I first met Michael at a TEI meeting about 35 years ago. Nearly 30 years ago we began on a cooperation which has lasted until now. It became not only a fruitful professional cooperation, but also a close friendship. Why did we stick together for so long? Perhaps because we had similar kinds of humor, similar interests, and different approaches.

Michael was an astute realist, while I tend towards nominalism. Michael thought of texts primarily as abstract objects, while I think of them primarily as concrete and perceptible. He had a very firm belief in the value of formalization, while I am somewhat less optimistic on that point.

Our concern was not so much our disagreements or agreements about the analysis or markup of specific texts. What intrigued us was that we so often were uncertain or disagreed about our reasons for agreeing or disagreeing. One of our aims, therefore, was to find a theory of markup, and later transcription, which as far as possible was agnostic with respect to realism and nominalism.

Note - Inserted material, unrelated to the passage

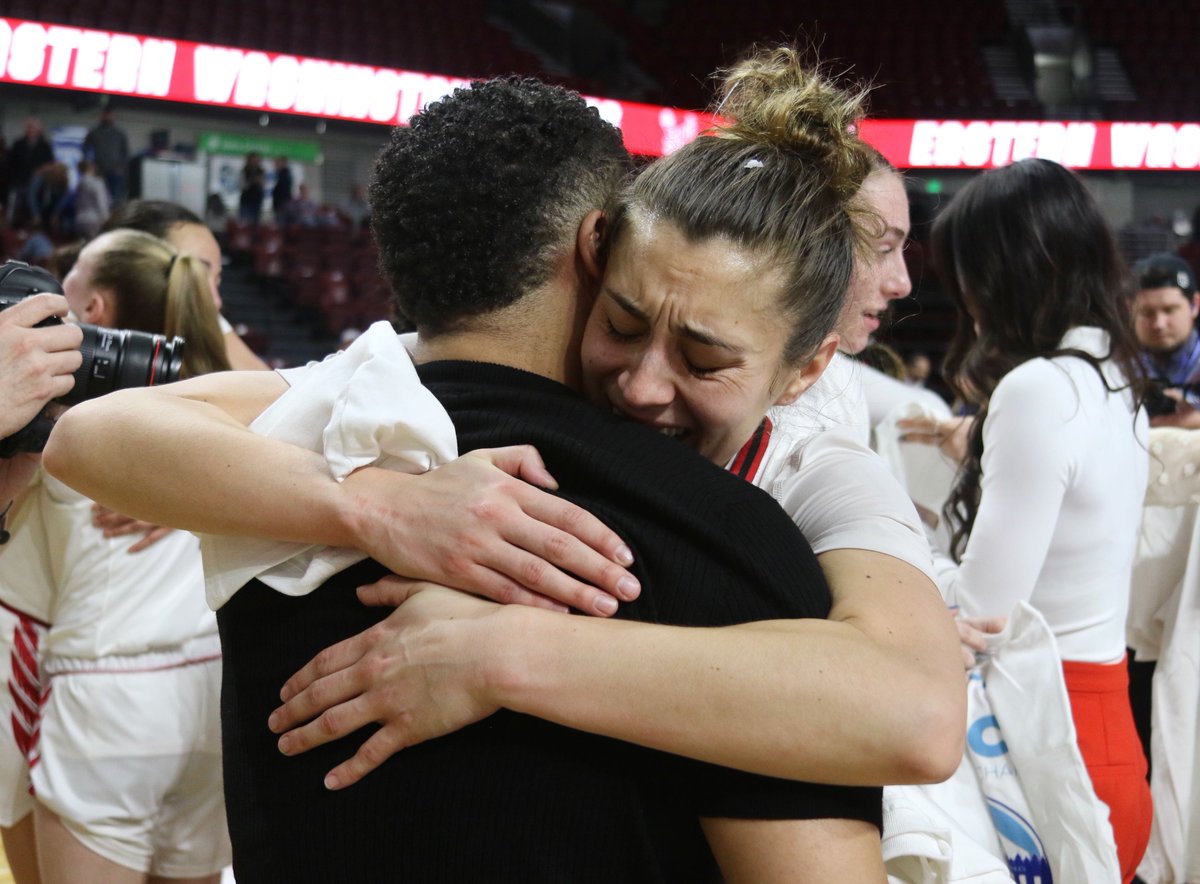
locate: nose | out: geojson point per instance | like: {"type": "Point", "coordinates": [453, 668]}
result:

This sent us into deep rabbit-holes where we discussed principles as well as nitty-gritty details of markup theory and editorial philology. Sometimes our departure point would be some high-level perspective, sometimes a trivial case, and sometimes (or admittedly far too often) some corner or extreme edge case. As soon as we found something which looked like a solution, we found or invented another case which could not be solved that way.

During the last fifteen or twenty years we had weekly two-hour phone or video meetings. My family got used to hearing the murmur of our conversation in the background, and also to the sudden and loud bursts of laughter: Oh, that was Michael and daddy coming up from a rabbit hole again.

From time to time we stayed for periods in each other's homes. With us Michael became like a family member, the kids thought of him as their "uncle in America". I don't cry very often. This time the whole family cried with me.

As everyone who has met him knows, Michael was not only very intelligent and knowledgeable, he was also, in every meaning of the word, a _good_ human being. I am profoundly thankful for his friendship, and will miss him deeply the rest of my life. There were many who loved Michael. My thoughts go out to his wife: You are not alone in missing Michael, Marian.